Assessments, including history, physical examination, and laboratory evaluations, were performed as specified in each protocol, typically before the initiation of therapy, weekly during the first cycle, and then, at a minimum, at the beginning of each new treatment cycle. Efficacy was assessed using computed tomography scans and/or magnetic resonance imaging at baseline before treatment initiation and then every two cycles (6 to 8 weeks). All radiographs were read in the Department of Investigational Cancer Therapeutics tumor measurement clinic. Responses were categorized per Response Evaluation Criteria in Solid Tumors (RECIST) and were reported as best response . In brief, complete response (CR) was defined as the disappearance of all measurable and nonmeasurable disease. Partial response (PR) was defined as at least a 30% decrease in the sum of the longest diameter of measurable target lesions.

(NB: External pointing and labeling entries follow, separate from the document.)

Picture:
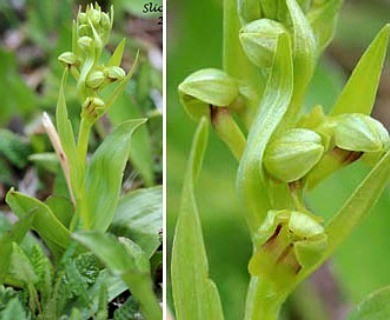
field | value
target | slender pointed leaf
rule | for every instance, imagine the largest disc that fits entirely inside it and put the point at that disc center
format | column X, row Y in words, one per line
column 359, row 93
column 116, row 57
column 359, row 204
column 195, row 294
column 277, row 97
column 45, row 222
column 105, row 173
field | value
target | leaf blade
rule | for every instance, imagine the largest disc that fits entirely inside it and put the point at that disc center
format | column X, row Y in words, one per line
column 195, row 294
column 104, row 175
column 359, row 94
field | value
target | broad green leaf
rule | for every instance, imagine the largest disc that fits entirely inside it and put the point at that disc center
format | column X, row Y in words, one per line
column 139, row 217
column 105, row 173
column 359, row 93
column 16, row 234
column 195, row 294
column 62, row 208
column 68, row 142
column 355, row 209
column 323, row 19
column 141, row 156
column 45, row 222
column 116, row 57
column 14, row 310
column 375, row 307
column 128, row 260
column 251, row 180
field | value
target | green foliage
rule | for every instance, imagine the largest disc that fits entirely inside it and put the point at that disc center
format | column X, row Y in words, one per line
column 286, row 83
column 139, row 217
column 195, row 295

Progressive disease (PD) was defined as at least a 20% increase in the sum of the longest diameter of measurable target lesions, unequivocal progression of a nontarget lesion, or the appearance of a new lesion. Stable disease (SD) was defined as neither sufficient shrinkage to qualify for PR nor sufficient increase to qualify for PD. A confirmation of CR/PR required repeat imaging at least 28 days after the initial response assessment.
Two-way contingency tables were formed to summarize the relationship between two categorical variables. The Fisher’s exact test was used to assess the association among categorical variables and alteration status. Time to treatment failure (TTF) was defined as the time interval from the start of therapy to the termination of treatment for any reason, including withdrawal of patient consent, uncontrolled toxicities, disease progression or death. Patients still receiving treatment at the time of analysis were censored at the last follow-up date. Median TTF was estimated using the method of Kaplan and Meier and were compared among subgroups of patients using a log-rank test. All tests were two-sided, and P<0.05 was considered statistically significant. All statistical analyses were carried out using SPSS 17 software (SPSS, Chicago, IN, USA).
CONFLICTS OF INTEREST
The authors declare no conflicts of interest.